Furthermore, studies have shown that emotional intelligence, of which self-awareness is key, is an important factor in how well one excels in a career. 75% of hiring managers surveyed in 2011 by Career Builder said they would most likely promote an employee with high emotional intelligence. 59% of these managers further said they would not hire a candidate with high intelligent quotient and low emotional intelligence. What then does this prove? It proves that emotional intelligence, much more than we might think, goes a long way in influencing one’s development, or otherwise, in a chosen career. It goes a long way in determining whether you would be employed, do well, be promoted or fired. The truth is that interactions, brainstorming, a melange of ideas, suggestions, you name it, are always present in each organisation and a key part of these things are the people: the co-workers, the subordinates, and the bosses. Going by what Graves and Bradberry have argued, if one does not know what one exactly is, one would not be able to condition oneself, and this would ultimately lead to them not being able to condition others. In the end, one would be considered a poor worker by all, regardless of how good one is at the job and they would most likely not be selected to lead teams, new projects, and perhaps even receive a promotion. If becoming what one was not in the beginning at the work place is synonymous to advancement, promotion, and elevation, then it is fundamentally wrong to “feel” self-awareness is not necessary because knowing oneself is the bedrock of whatever advancement one wishes to make.

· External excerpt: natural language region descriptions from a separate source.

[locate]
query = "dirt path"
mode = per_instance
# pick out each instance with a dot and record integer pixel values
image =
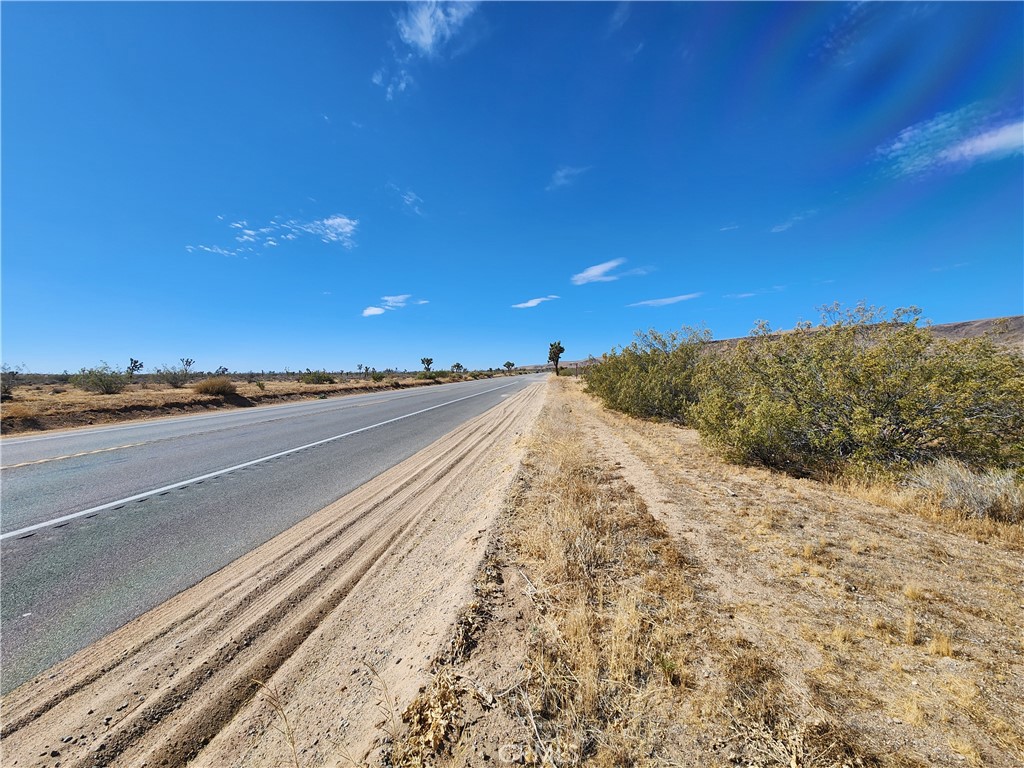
(796, 627)
(354, 601)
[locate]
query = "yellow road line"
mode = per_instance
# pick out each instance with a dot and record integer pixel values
(71, 456)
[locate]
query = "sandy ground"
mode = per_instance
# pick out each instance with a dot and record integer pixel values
(882, 638)
(878, 634)
(333, 616)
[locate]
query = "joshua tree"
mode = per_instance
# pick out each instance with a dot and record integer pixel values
(555, 351)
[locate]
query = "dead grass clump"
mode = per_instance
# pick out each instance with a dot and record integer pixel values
(219, 385)
(610, 654)
(953, 485)
(433, 720)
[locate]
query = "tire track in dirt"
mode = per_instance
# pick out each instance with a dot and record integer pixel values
(161, 688)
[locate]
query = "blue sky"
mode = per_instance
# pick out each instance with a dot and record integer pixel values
(271, 185)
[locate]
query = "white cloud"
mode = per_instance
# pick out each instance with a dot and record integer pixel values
(337, 228)
(535, 302)
(670, 300)
(962, 137)
(427, 27)
(598, 272)
(619, 17)
(793, 220)
(391, 303)
(564, 176)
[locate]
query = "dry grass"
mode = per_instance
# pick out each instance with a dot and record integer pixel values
(44, 407)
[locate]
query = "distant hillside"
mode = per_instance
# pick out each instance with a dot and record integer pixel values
(1007, 332)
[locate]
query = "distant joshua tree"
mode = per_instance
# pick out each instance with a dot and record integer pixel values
(555, 351)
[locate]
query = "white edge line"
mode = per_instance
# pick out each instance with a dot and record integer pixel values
(172, 486)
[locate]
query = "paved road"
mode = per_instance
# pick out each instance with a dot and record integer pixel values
(100, 524)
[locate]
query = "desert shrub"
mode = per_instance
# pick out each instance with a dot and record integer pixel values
(316, 377)
(862, 393)
(173, 376)
(997, 494)
(221, 385)
(8, 376)
(101, 379)
(653, 377)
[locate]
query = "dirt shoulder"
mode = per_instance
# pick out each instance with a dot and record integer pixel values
(557, 585)
(657, 606)
(45, 407)
(353, 602)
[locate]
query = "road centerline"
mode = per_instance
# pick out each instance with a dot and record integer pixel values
(181, 483)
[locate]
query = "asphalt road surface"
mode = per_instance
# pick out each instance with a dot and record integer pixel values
(100, 524)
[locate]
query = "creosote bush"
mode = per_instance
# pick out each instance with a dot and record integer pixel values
(220, 385)
(316, 377)
(101, 379)
(861, 393)
(653, 377)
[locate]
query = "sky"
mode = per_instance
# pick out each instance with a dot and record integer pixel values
(275, 186)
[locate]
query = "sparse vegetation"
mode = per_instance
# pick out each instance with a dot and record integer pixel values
(176, 376)
(860, 393)
(316, 377)
(555, 352)
(102, 379)
(8, 377)
(219, 385)
(653, 377)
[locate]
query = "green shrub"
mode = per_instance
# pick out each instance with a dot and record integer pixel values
(316, 377)
(220, 385)
(101, 379)
(863, 394)
(653, 377)
(174, 377)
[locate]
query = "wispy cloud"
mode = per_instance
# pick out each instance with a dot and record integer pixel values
(598, 272)
(425, 31)
(759, 292)
(956, 138)
(410, 199)
(619, 17)
(670, 300)
(564, 176)
(428, 27)
(535, 302)
(389, 303)
(794, 220)
(337, 228)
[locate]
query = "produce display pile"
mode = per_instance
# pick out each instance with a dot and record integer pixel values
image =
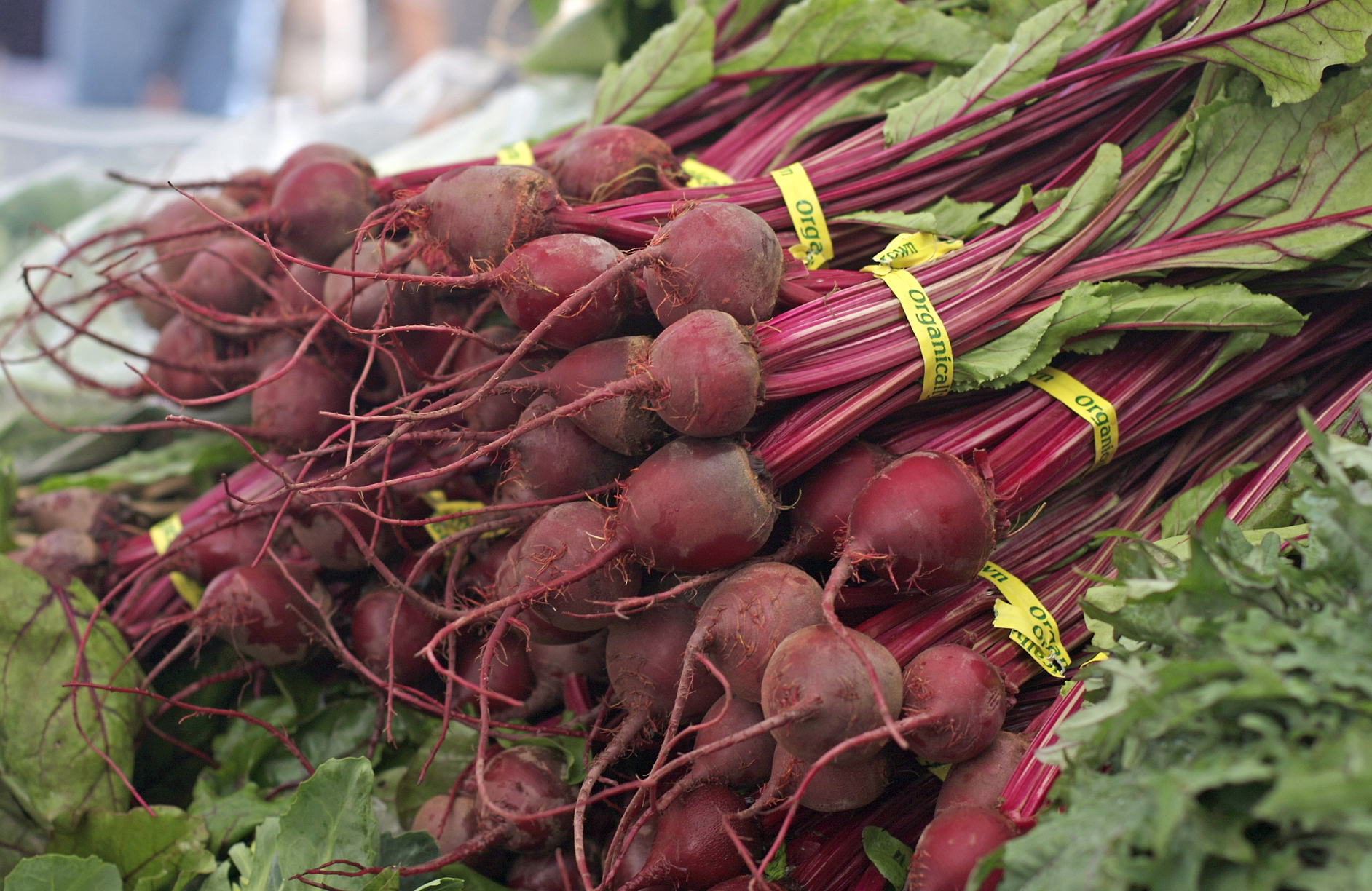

Life is a whole number, whose fragments are each day you live: each hour, each minute, each second. One of the best ways of improving your skill set in life is knowing where you were, where you are presently, and where you hope to be in the future. If one sits down and ask questions on the above statements, a recurring one would be “who am I exactly?” Hence, if the knowledge of what one is now is needed to compare with what one would be in the future, especially someone who they were not at the beginning, then it is fundamentally wrong to say this knowledge is not necessary in the resulting evolution of oneself.
A careful probe of Foucault’s statement would show its many loopholes. In light of this, I reinforce that it’s fundamentally wrong to claim that knowing oneself is not necessary in the process of becoming someone else they were not in the beginning because this is needed to track and compare one’s progress. Therefore, regarding Foucault’s statement, I would say it is elementarily wrong, my dear reader!